To qualify for European Union (EU) state support, car makers that receive incentives for low-emission vehicles - electric, but also hybrid and fuel-cell models - may soon have to comply with a new set of conditions. One proposal would introduce a minimum quota for European-made parts in these vehicles, although batteries are, for the time being, excluded from this requirement.
According to the Financial Times, the measure is expected to form part of the Industrial Accelerator Act. Its purpose is to shield the sector from fierce competition from China and to safeguard one of the EU’s industrial pillars, valued at €2.6 trillion.
Industrial Accelerator Act: publication date and objectives
The Industrial Accelerator Act - a legislative proposal designed to speed up the decarbonisation of European industries - is due to be formally unveiled by the European Commission on 25 February. It had originally been scheduled for 10 December, but has already been delayed twice.
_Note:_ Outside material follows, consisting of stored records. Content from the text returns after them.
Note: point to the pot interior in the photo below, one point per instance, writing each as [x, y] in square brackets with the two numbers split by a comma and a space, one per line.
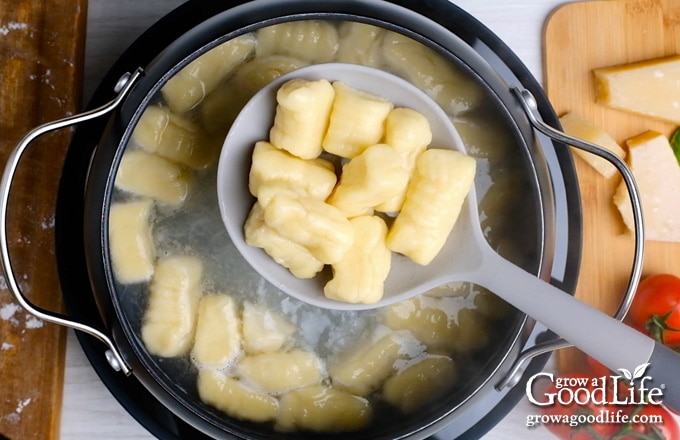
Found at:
[464, 323]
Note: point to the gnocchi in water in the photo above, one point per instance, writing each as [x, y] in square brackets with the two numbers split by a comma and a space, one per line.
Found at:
[247, 350]
[390, 169]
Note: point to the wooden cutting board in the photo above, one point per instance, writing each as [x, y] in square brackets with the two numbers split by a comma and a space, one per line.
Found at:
[578, 38]
[41, 59]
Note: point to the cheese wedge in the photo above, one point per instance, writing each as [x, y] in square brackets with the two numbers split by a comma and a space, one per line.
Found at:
[657, 174]
[650, 88]
[576, 126]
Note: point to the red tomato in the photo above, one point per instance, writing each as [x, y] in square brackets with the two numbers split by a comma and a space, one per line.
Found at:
[654, 422]
[656, 307]
[564, 430]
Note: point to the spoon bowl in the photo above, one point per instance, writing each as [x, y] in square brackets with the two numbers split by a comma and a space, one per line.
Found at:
[406, 278]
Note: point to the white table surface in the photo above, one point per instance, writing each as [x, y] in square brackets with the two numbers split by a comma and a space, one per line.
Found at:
[89, 410]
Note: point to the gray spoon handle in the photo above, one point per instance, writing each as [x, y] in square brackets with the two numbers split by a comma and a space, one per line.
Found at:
[599, 335]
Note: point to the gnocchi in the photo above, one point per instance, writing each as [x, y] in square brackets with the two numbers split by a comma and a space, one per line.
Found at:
[409, 133]
[175, 138]
[187, 88]
[434, 198]
[301, 117]
[359, 277]
[356, 122]
[433, 321]
[217, 341]
[234, 398]
[420, 383]
[169, 321]
[219, 109]
[152, 176]
[366, 367]
[131, 242]
[310, 40]
[274, 169]
[314, 224]
[368, 180]
[320, 408]
[359, 43]
[279, 372]
[289, 254]
[264, 331]
[454, 91]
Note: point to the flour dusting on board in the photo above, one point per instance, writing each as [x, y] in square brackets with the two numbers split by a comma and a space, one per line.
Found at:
[15, 417]
[7, 311]
[12, 26]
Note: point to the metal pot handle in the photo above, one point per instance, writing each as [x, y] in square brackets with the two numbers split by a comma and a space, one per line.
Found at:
[530, 107]
[123, 86]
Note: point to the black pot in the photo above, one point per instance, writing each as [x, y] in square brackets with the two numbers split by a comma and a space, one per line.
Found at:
[86, 191]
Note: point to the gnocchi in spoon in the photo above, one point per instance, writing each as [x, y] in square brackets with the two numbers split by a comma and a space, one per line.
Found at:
[465, 255]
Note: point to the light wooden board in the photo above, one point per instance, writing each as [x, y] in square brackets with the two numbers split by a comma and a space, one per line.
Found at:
[578, 38]
[41, 57]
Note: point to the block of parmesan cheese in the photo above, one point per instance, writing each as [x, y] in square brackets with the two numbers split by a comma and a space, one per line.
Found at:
[650, 88]
[574, 125]
[657, 174]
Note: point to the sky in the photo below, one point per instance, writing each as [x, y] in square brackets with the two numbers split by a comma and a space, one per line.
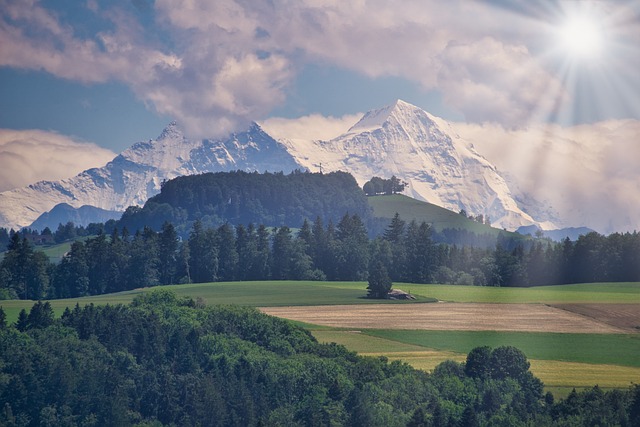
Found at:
[93, 77]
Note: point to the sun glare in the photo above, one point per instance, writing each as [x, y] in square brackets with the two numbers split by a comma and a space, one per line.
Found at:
[581, 37]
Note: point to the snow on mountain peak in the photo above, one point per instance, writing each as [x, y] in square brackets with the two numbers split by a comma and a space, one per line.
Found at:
[439, 167]
[136, 174]
[400, 139]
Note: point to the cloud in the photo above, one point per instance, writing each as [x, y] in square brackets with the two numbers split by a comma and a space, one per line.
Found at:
[28, 156]
[491, 81]
[215, 66]
[588, 174]
[311, 127]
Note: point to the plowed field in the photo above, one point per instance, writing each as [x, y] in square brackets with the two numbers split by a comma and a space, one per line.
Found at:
[626, 316]
[449, 316]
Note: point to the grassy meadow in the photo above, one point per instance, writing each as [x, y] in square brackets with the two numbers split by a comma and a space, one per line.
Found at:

Vehicles covered and the proposed 70% quota
If adopted, the rule would apply to electric vehicles, hybrids and fuel-cell cars. While a requirement to manufacture batteries within the EU has been left out, other battery-related components would still need to be produced locally. The 70% quota remains provisional and could be revised in the final text. So far, the Commission has not issued an official comment on this possibility.
The position of manufacturers
The draft regulation has sparked debate between suppliers and vehicle manufacturers. On one side, suppliers are pushing for rules that guarantee a high share of European components, arguing that the current model has structural weaknesses.
Among manufacturers, views are split. Volkswagen and Stellantis back a “Made in Europe” scheme that would encourage the purchase of locally sourced parts, whereas BMW has warned about additional costs and extra bureaucracy.
Some car makers also suggest that, for the purposes of meeting the quota, eligible parts could be sourced from markets outside the EU - including countries such as Turkey or the United Kingdom - and even beyond Europe, for instance Japan.
This would be an attempt to broaden the pool of eligible markets, allowing manufacturers to keep as many suppliers as possible available, while limiting the risk of local products becoming inflated in price and, as a result, accelerating the decline in production margins.